Does it matter about anti-matter?
This time Harvard academic Robert Langdon must foil a dastardly plot to blow up the Vatican. The twist is that the "bomb" threatening the Catholic Church is made of anti-matter stolen from CERN - the European Centre for Nuclear Research and home of the Large Hadron Collider.
The film goes to great lengths to lend an air of scientific authenticity to the action: much of the opening sequence is filmed in the underground tunnels and cavernous experimental halls that house the world's biggest particle accelerator.
Sadly, that's where Angels & Demons parts company with scientific reality.

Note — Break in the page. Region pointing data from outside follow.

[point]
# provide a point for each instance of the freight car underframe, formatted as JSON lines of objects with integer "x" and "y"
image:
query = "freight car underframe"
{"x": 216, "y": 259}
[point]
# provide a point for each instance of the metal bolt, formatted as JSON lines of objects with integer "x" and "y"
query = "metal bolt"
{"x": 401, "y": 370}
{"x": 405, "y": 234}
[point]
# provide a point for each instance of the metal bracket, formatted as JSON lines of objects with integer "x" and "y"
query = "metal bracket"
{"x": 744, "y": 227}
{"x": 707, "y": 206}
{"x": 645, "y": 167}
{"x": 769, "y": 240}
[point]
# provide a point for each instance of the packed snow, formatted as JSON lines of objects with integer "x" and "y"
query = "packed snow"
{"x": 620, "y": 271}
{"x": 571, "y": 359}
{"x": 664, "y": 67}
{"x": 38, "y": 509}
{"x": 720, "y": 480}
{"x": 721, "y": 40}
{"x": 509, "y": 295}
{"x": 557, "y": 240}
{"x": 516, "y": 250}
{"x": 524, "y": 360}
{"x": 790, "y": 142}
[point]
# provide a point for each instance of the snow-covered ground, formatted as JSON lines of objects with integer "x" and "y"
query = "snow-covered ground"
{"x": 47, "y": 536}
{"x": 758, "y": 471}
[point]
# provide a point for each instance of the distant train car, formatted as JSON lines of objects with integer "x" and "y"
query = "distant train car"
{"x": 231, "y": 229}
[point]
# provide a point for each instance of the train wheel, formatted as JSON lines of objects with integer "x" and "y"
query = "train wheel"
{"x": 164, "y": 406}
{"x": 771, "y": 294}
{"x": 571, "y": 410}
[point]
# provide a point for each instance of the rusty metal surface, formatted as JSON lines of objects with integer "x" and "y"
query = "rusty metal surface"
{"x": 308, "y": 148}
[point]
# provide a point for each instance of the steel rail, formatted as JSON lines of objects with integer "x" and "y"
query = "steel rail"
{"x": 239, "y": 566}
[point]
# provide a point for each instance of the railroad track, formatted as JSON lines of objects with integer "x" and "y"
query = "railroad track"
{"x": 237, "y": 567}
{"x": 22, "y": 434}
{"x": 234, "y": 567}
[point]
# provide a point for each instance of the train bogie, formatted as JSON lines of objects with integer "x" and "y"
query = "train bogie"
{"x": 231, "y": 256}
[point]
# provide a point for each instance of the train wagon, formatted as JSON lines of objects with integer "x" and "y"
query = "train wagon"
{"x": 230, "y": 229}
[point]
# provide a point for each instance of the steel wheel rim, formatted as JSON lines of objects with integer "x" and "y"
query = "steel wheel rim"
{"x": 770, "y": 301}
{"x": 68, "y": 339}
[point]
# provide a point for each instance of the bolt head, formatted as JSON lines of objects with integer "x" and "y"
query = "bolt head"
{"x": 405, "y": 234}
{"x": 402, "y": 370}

Look a little closer and you'll see most of the hardware featured in the film is actually from the ATLAS experiment - the biggest, and admittedly most visually impressive, of the LHC's four main detectors. Looking something like an immense jet engine, but with all its components and wiring laid bare, ATLAS will search for the origins of mass, dark matter and even microscopic black holes in the high energy particle collisions at CERN.
But not anti-matter, which will actually be created and studied in the much smaller LHC-b, or beauty, experiment.
There's a problem too with the amount of anti-matter generated in the film. It would take billions of years - perhaps longer than the universe has been in existence - for the particle collisions at CERN to generate enough anti-matter to make a bomb. The film also manages to confuse anti-matter with the God particle or Higgs boson, and to imply that anti-matter somehow triggered the big bang.
But does that really matter? After all, Angels & Demons is an action packed thriller not a drama-documentary. Inevitably it takes liberties with the science, but if you're willing to suspend your disbelief it's an engaging way to spend a rainy afternoon.
That was certainly the verdict at a screening of the film laid on for scientists from CERN in Geneva last week. Angels & Demons may not be Oscar material, but it will probably run X-Men close for top spot this summer.